Def. Rtg = 0.8*TMDef.Rtg + 0.2*(200*(1-stops/poss))
For completeness, the factor 200*(1-stops/poss) is an approximation of the points per 100 possessions arising from the given value of stops/poss.

So that's it. Those are the methods. Their derivation was probably pretty dry, but science can be that way. The results, however, can be trusted and are often very enlightening because there is good (but dry) science behind them. Linear weights methods, on the other hand......

Why Barra's Linear Weights Didn't Work

My feeling on linear weights methods has been described elsewhere in this Journal, but I will restate it here. Linear weights methods are like the SAT, that dreaded test that supposedly determines who is smarter, because both linear weights and the SAT are very approximate tools to help determine the overall ability of certain people. Both also cannot be taken too literally. Just as a person scoring a 1200 on the SAT isn't guaranteed to do better in college classes (or in a job, for that matter) than a person scoring 800 or 1000, a basketball player with a production rating (PR) of 20 is not guaranteed to be a better player than one with a PR of 15. The reason for this, of course, is that neither the SAT nor the PR are what are important; rather, success in college (or work) and winning basketball games are important. Although a good SAT and college success are statistically correlated and a high PR and winning percentage are statistically correlated, these correlations are not close to one, which would indicate essentially a perfect indicator. Rather, the correlation between linear weights results and winning percentage is only about 70-80% (and Barra's formula was the worst of the ones I tested). Any pure statisticians out there know that this isn't very good. For non-statisticians, this value can be equated to how well you can measure 100m sprinters' times with an analog watch: you can tell whether they finished in 10 seconds or 11 seconds, but the difference between first and fifth place is often no more than 0.2 seconds. In contrast to this, the Correlated Gaussian method and the Pythagorean Method are both correlated with actual winning percentage at the 95% level; in other words, they are much better indicators of winning than linear weights.

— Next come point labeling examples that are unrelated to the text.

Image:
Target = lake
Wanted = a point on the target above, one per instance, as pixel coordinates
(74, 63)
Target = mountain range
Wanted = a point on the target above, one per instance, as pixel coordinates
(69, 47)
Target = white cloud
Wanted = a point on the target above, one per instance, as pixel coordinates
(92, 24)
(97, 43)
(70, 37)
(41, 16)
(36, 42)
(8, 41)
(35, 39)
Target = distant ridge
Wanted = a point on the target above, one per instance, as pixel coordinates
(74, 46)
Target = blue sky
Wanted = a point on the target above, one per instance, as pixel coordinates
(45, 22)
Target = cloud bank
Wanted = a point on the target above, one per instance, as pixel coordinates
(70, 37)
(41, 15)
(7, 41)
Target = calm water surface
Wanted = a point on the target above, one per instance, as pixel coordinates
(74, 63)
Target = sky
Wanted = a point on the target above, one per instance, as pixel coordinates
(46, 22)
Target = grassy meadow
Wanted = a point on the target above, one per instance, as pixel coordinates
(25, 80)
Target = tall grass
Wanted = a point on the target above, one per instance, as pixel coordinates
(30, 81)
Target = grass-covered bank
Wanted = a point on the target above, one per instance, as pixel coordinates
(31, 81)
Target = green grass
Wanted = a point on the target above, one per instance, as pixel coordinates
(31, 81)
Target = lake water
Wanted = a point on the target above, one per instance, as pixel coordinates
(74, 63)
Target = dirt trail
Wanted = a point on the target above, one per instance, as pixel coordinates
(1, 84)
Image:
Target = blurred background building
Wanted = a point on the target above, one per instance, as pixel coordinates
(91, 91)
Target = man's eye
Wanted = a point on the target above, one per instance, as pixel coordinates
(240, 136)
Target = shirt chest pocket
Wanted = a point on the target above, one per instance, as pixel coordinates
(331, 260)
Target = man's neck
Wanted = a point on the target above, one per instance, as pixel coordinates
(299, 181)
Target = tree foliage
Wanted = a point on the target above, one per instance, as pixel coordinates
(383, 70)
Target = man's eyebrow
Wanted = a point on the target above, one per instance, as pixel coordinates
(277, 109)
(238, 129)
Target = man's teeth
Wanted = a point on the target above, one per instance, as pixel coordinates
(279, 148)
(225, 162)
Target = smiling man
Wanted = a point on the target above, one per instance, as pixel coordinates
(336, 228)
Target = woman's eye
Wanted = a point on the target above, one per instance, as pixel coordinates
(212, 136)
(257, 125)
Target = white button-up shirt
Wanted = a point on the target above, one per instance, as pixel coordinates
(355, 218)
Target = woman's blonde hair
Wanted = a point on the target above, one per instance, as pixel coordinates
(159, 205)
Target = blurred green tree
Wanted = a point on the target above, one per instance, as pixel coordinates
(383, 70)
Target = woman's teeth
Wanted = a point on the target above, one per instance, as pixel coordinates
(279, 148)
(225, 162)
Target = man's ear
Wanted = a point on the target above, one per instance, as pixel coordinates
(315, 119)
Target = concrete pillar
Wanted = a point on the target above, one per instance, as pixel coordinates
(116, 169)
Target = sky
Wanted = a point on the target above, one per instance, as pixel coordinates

I should also note that linear weights are very subject to individual biases because there is no theory behind them. I have seen at least six different linear weights formulas that arbitrarily weight blocks, rebounds, assists, steals, etc. How you assign those weights determines your answer to questions like "Who is better?". If Barra thought that blocks were not very important he could reduce their weight from 2 to 1. It would certainly change Barra's conclusion. Because there is no theory to help determine what weights should be, Barra (and others) hint at equating blocks, rebounds, etc. to points. But this makes no sense. When a player blocks a shot, his team doesn't get a point. When a player rebounds a shot, he doesn't get a point. For example, say one player blocks an opponent's shot, gets the rebound, then misses the layup at the other end (and the opponent rebounds). According to Barra's formula, this player has accumulated 2.5 points in this sequence, but no points were scored! Maybe we should look at it another way -- his opponent has accumulated 0.5 points in this sequence by rebounding and missing a shot. Still, three Max Points (as Barra calls them) were scored, but no points that really counted were scored. By Max Points, our hypothetical player is also leading by two (2.5 to 0.5), but by real points, he is still even. Finally, there is no reason for linear weights to equate with points since it accounts for both offensive and defensive statistics (which prevent opponents' points). Even if it did better equate to points scored, where does it account for points allowed?